The Labor Party has always valued Tony Blair pri­marily as a vote-winner. By mid-2003 he will look a less valuable commodity in that sense. Fortunately for him, the Conservatives have yet to recover from their self-in­flicted wounds of the 1990s and most of Labor's losses will be to the less threatening Liberal Democrats, and Scottish Nationalists north of the border. Even so, Blair's troubles will not be over. For the better part of a decade – between his election as Labor leader in 1994 and the autumn of 2002 – he has ruled his party in the style of an absolute monarch. Everyone owed him alle­giance. No one dared question his authority – his cabinet was quiescent to the point of ceasing to be a traditional British cabinet. Labor members of the House of Com­mons were slavishly loyal. Even party activists in the country remained silent.

That phase ended abruptly amid Labor's disputes over Iraq in 2002. Tony Blair no longer appears to be, as he did during the 1990s, a necessary condition of Labor electoral success. He will be blamed for the wave of labor unrest and for the public's discontent with Britain's public services. Like previous absolute mon­archs, he will, in the end, be held absolutely responsible.

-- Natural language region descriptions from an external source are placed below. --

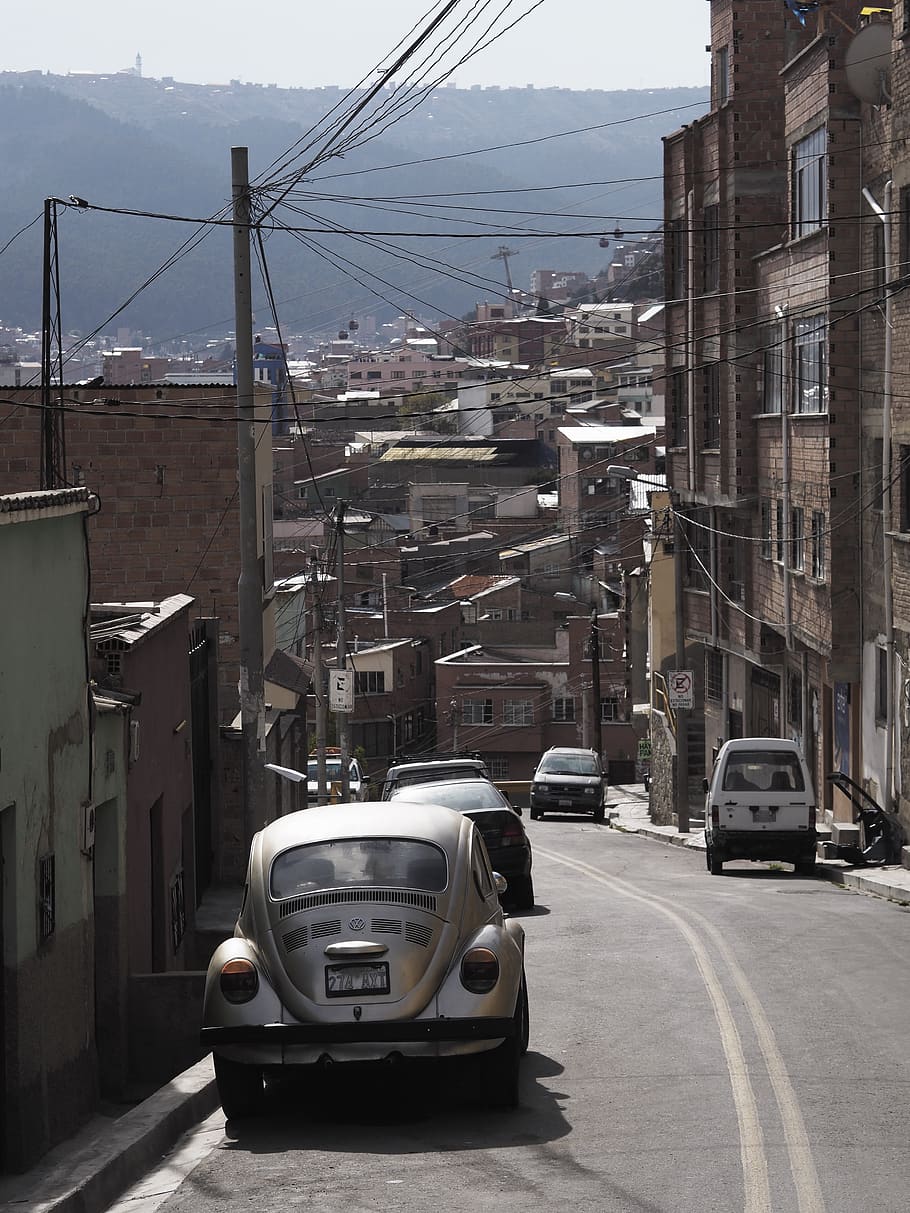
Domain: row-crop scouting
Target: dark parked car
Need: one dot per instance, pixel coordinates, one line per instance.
(501, 826)
(568, 780)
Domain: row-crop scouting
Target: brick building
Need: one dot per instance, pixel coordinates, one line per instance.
(763, 385)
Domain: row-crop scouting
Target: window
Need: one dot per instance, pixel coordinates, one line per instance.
(818, 545)
(712, 405)
(517, 711)
(676, 258)
(797, 540)
(881, 683)
(609, 710)
(714, 675)
(678, 411)
(809, 182)
(477, 711)
(711, 249)
(722, 77)
(370, 682)
(774, 368)
(795, 699)
(779, 531)
(811, 387)
(697, 539)
(46, 898)
(904, 474)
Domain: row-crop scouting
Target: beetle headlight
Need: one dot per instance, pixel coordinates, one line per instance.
(479, 971)
(239, 980)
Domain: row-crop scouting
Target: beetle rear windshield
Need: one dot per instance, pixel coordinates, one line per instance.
(390, 863)
(569, 764)
(763, 770)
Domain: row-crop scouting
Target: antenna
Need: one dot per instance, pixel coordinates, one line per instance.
(868, 63)
(502, 254)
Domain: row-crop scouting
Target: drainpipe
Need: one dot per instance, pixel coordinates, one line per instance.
(883, 214)
(690, 339)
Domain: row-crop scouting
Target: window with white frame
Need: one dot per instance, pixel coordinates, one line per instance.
(818, 545)
(609, 708)
(477, 711)
(797, 539)
(774, 368)
(517, 711)
(811, 393)
(765, 547)
(809, 182)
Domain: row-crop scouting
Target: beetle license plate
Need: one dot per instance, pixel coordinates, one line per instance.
(342, 980)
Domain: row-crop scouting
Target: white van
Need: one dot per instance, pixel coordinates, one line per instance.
(760, 804)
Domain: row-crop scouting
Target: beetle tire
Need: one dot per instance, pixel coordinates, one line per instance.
(240, 1088)
(504, 1063)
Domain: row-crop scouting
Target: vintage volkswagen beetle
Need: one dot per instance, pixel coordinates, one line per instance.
(367, 934)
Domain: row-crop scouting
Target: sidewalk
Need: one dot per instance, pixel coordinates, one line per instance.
(629, 812)
(86, 1173)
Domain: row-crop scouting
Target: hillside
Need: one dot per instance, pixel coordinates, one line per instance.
(125, 142)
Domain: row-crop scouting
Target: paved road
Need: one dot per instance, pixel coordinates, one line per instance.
(698, 1043)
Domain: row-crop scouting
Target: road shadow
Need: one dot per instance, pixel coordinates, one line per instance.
(402, 1109)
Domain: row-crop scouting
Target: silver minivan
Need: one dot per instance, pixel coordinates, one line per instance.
(760, 804)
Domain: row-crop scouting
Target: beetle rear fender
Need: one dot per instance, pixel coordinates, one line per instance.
(263, 1008)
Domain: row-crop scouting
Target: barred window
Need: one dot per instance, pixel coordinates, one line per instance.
(477, 711)
(774, 368)
(809, 182)
(517, 711)
(714, 675)
(811, 379)
(370, 682)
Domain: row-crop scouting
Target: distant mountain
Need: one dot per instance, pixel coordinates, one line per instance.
(158, 146)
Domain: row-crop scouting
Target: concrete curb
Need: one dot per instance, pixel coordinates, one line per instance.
(89, 1179)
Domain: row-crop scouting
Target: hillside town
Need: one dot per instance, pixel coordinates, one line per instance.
(587, 514)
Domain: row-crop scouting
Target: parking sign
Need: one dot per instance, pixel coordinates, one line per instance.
(681, 685)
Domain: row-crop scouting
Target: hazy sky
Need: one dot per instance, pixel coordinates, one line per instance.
(573, 44)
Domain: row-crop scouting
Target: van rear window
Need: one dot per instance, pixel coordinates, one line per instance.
(762, 770)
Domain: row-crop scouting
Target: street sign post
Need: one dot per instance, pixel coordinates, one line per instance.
(681, 688)
(341, 690)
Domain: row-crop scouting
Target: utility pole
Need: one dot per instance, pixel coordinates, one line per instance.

At the close of 2003 Tony Blair will still – if he so chooses – be prime minister, but his domestic political standing will be much diminished. As a result, he will be reluctant to risk his reputation by holding a referendum on whether Britain should join the euro. Given his determination to remain close to the United States, he will end the year more popular in America than in his own country. Blair deserves credit for the way, in which he has led Britain internationally. And he is undoubtedly the best prime minister on offer. Neither of these facts will protect him from the wrath of the British public.